If things remain unclear, please go though the [NLTK Book](https://www.nltk.org/book/), Chapter 1 ["Language Processing and Python"]( https://www.nltk.org/book/ch01.html)

# 0. Before we kick off: Installing Jupyter Notebook

- Download Anaconda: https://www.anaconda.com/download
        Select the Python 3.6 Version
        Follow the installation instructions
- Download the Notebook and data [here](https://github.com/kasparvonbeelen/Python-Slow-Learning)
        Open Anaconda Navigator
        Launch Jupyter Notebook
        This should open a tab in your browser
        Go to the location where you cloned/unzipped the material downloaded from Github

# 1. Philosophy and Goals of the Course

- You can only learn to code by **doing**. Therefore this course consists of a series of **workshops** that teach you to tackle data-related problems of increasing complexity.
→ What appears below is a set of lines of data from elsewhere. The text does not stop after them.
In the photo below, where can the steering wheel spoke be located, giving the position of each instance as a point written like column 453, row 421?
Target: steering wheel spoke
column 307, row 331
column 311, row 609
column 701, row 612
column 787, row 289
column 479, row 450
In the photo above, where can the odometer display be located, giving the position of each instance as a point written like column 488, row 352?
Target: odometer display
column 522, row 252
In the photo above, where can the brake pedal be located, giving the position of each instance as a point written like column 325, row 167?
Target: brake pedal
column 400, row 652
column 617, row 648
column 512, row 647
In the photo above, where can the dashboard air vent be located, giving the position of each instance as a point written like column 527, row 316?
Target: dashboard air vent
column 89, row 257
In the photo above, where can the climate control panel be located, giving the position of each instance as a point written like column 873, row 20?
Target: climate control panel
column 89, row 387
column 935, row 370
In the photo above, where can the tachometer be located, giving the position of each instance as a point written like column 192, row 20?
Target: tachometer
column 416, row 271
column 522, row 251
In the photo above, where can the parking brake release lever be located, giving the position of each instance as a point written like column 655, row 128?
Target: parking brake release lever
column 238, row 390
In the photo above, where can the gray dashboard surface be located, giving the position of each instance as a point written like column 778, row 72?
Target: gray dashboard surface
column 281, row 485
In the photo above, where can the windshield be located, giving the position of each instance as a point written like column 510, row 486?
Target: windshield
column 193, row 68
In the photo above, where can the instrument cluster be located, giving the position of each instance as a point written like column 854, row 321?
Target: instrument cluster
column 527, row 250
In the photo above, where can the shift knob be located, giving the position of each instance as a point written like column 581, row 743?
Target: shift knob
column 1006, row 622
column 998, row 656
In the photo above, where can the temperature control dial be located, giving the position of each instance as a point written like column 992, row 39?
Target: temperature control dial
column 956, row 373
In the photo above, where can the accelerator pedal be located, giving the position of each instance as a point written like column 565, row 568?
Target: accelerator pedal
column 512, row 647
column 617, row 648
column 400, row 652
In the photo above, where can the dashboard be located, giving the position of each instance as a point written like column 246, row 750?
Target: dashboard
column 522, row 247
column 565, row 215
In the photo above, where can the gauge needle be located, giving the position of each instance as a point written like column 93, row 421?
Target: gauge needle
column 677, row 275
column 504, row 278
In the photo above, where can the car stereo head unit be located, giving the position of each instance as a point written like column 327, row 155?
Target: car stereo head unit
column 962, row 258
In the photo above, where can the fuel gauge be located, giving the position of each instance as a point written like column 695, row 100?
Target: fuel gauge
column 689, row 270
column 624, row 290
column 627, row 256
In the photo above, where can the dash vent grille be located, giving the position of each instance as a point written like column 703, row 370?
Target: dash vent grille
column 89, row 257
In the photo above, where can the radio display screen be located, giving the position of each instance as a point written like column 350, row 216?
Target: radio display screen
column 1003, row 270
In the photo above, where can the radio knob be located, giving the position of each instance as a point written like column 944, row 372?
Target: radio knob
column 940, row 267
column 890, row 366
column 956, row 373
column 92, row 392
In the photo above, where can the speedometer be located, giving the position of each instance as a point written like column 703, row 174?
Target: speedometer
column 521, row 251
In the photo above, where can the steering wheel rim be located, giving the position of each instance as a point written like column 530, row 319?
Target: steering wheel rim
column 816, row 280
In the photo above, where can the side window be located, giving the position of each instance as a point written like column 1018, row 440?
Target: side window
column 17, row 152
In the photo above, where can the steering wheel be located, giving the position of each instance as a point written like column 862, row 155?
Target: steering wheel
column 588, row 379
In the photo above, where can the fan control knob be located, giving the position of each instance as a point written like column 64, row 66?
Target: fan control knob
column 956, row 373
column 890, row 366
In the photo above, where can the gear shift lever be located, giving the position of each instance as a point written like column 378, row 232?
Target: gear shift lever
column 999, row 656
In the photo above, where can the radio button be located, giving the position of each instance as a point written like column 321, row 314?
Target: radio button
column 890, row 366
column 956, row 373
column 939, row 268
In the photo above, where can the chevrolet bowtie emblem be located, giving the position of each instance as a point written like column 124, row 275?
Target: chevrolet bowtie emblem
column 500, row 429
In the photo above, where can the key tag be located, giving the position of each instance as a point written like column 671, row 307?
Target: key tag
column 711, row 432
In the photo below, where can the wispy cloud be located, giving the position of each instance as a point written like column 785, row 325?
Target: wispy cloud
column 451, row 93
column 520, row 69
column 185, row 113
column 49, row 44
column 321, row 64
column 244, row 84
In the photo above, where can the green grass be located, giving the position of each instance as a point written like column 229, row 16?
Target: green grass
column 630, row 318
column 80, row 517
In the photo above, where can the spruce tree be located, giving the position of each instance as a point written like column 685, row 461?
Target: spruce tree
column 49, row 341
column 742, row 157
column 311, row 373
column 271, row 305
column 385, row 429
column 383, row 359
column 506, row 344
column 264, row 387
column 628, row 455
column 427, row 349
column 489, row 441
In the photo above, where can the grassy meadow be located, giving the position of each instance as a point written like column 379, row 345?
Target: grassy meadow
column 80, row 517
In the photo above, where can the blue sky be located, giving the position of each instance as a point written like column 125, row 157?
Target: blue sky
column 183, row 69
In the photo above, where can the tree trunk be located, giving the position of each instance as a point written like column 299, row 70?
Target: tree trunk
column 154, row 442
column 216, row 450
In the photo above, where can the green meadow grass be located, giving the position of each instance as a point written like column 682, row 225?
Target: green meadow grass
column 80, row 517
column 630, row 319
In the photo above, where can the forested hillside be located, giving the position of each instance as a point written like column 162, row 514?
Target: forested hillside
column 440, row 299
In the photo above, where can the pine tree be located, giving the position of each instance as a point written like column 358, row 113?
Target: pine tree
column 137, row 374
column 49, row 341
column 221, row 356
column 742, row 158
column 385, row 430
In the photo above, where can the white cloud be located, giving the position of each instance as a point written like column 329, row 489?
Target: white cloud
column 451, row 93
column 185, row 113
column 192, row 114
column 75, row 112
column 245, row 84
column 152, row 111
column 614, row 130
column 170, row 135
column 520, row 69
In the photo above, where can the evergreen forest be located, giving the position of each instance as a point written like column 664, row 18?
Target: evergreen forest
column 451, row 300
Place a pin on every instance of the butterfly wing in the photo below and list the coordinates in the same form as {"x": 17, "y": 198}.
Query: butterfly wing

- The focus is on processing and manipulating **social media data**: Coding the Humanities approaches Media Studies from the perspective of **data science**.
- You won't necessarily become a professional coder after this course--this requires more time and effort. You will, however, learn to apply coding techniques to **specific research scenarios** relevant for Media Studies. This course will lay the groundwork for those who are interested in becoming Digital Humanities specialists.

- Coding is **not** difficult, but obtaining basic programming skills requires a **sustained effort**.
- With only a few basic skills you can go a long way (writing scripts vs. developing tools).
- The full course, with all the details, is available [here](https://github.com/kasparvonbeelen/CTH2019) (but still under construction).
- It takes a while before you can do some more fancy stuff (you have to go through kindergarten again before you become a rocket scientist).

#### Exercise

Open this Notebook in Anaconda
- Download the Materials from: https://github.com/kasparvonbeelen/CTH2019 or from Canvas
- In case you retrieved the material via GitHub: Unzip the downloaded folder (you can unzip the materials anywhere, but remember the location)
- Open the Anaconda Navigator, click on Launch Jupyter Notebook
- This should open a Navigator window in your browser: go to the location where you unzipped (or saved the materials) open the file with the name "Lecture 1 Python Basics Part 1" and ends with "ipynb".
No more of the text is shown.